Daniel se detuvo un momento. Sintió algo que no esperaba: alivio. Y miedo. Porque si ya no podían borrar a nadie… entonces el grupo iba a doler siempre. Y entendió algo tarde: la memoria no destruye personas. Las decisiones sí.
Clara empezó a notarlo por cosas pequeñas. No por una ausencia. Por un silencio. En el grupo nuevo —el que quedó después— había una chica que hablaba poco. Se llamaba Eva. No discutía. No dudaba. Solo escuchaba. Y un día, dejó de ser tomada en cuenta. No porque hiciera algo mal. Sino porque no hacía ruido.
—¿Eva dijo algo? —preguntó Clara una vez.
Laura negó.
—No.
Marcos tampoco.
—Creo que no estaba —dijo.
Pero Clara la había visto. Sentada. Callada. Presente. Esa noche, Clara no pudo dormir. Pensó en Bryan. En Adrián. En Daniel. En cómo todo empezó así: no con una pelea sino con una omisión. Al día siguiente, buscó a Eva. La encontró en el mismo lugar donde siempre se sentaba.
—¿Te has sentido rara estos días? —preguntó Clara.
Eva dudó.
—Un poco… como si estorbara.
Clara sintió frío.
—¿Por qué?
Eva se encogió de hombros.
—No sé. Nadie me pregunta nada. Es como si… ya no importara lo que diga.
Clara apretó los labios.
—Eso importa.
Eva la miró sorprendida.
—¿De verdad?
Clara asintió.
—Sí.
Caminaron juntas un rato. Clara no explicó todo. No habló de Bryan. Ni de Adrián. Ni de Daniel. Solo dijo:
—A veces, cuando un grupo se cansa de algo… deja de verlo.
Eva frunció el ceño.
—¿Y qué pasa con lo que deja de ver?
Clara respondió sin pensar:
—Empieza a desaparecer.
Eva se detuvo.
—Eso da miedo.
Clara también se detuvo.
—Sí. Porque nadie lo decide en voz alta.
Esa noche, Clara escribió algo en una hoja suelta:
No desaparecemos cuando nos vamos.
Desaparecemos cuando ya no somos nombrados.

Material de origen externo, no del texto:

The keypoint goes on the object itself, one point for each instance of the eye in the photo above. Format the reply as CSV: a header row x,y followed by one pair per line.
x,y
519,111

La dobló. La guardó en su mochila. No para salvar a todos. Solo para no volver a fingir. Al día siguiente, en el grupo, dijo:
—Eva estaba ayer.
Laura la miró.
—¿Ayer?
—Sí. Y hoy también.
Marcos entendió. No dijo nada. Pero asintió. No era una solución. Era una resistencia mínima. Pero era suficiente para que el patrón no se sintiera invisible. Clara pensó entonces: Tal vez no se puede impedir que alguien sea olvidado. Pero sí se puede elegir no ser quien empieza.